How to properly structure a Data Analysis when dealing with Dates

I am trying to improve the quality of my data analysis scripts.

I have been doing several analysis for different clients and very often I have to deal with dates and general notion of Time (hourly/daily/weekly/monthly/yearly).

Everytime, after some time of data analysis, I always end up by building a Shiny dashboard.
I would like to have advice on what is the best way to structure my code when I have event data with date granularity as 'hourly'.
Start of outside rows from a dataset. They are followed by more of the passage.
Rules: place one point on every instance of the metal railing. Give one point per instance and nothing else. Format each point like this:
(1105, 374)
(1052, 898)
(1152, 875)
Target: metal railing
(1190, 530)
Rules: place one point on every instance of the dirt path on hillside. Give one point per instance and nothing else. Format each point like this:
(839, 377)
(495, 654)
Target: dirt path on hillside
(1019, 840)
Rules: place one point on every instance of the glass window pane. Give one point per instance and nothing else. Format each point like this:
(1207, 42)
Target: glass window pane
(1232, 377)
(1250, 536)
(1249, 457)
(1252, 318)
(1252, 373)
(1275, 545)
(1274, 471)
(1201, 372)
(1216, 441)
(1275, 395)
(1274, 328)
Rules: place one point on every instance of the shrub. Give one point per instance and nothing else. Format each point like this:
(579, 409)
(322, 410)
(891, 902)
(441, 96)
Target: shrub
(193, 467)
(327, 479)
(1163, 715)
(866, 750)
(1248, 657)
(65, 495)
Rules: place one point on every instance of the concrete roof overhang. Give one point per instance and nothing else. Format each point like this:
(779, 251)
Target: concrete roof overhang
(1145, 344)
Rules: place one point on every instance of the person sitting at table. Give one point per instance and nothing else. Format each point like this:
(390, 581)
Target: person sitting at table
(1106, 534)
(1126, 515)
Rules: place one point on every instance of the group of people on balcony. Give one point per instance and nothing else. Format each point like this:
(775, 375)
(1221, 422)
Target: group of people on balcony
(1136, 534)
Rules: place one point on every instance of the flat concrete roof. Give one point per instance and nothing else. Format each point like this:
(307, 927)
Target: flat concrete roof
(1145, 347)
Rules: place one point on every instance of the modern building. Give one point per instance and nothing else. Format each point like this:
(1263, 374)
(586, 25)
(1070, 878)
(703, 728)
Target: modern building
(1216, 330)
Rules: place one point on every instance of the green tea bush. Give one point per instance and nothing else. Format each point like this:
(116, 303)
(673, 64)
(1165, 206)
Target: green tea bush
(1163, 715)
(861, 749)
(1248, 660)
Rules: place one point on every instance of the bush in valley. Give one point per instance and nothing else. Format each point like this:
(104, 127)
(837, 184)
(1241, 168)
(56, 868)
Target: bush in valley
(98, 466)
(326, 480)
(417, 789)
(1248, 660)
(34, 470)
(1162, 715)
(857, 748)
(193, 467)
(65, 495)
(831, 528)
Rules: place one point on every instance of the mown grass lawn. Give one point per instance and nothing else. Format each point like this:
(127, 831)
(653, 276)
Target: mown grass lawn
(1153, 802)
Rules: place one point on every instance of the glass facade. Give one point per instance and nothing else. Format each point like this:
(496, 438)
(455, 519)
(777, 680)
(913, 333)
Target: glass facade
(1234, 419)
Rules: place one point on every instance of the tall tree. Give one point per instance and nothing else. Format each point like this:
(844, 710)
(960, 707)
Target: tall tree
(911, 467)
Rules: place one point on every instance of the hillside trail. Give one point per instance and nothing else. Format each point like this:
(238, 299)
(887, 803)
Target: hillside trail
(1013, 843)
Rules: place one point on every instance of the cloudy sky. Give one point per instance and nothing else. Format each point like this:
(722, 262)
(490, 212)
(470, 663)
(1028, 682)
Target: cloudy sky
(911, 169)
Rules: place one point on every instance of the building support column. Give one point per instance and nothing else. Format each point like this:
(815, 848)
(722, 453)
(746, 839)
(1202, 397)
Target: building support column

Below is the "restructuration plan" of my different scripts that I have in mind but I would like it to be challenged if you anticipate things that could not be efficient in the following proces:

  1. Get raw data in with date granularity at hourly level
  2. Perform the different data analysis at hourly level
  3. Aggregate at daily/weekly/monthly/yearly only when necessary for building ggplot graphs
  4. Build Shiny and attach filter for the Date to select granularity of x axis (hourly/daily/weekly/monthly/yearly granularity)

Thanks a lot for any of your advice!
Max

What sort of analysis do you do?

Some common analysis you can do with time series is identifying seasonality and making forecasts.

You can do regression to try to relate variables but because time series typically have autocorrelation, the observations are not statistically independent so the p-values are compromised.

It's mostly analyzing users behavior inside webapps or apps, how many media they have, what features they are using, the different cohorts analysis etc.

Cool. You might want a data set aggregated by app/service and another aggregated by customer. The first would be user full for high level plots of usage over time and the second for analyzing customer behavior and clustering into customer types.

1 Like

Thanks, dully noted. What bothers me the most is how to handle Date and when it make sense to use the most granular time (like hourly for me) and when it makes more sense to use less granular like week/month.

You might make that decision based on the sparsity of the data. If an hourly frequency produces observations with lots of zeros, you might choose daily or monthly instead.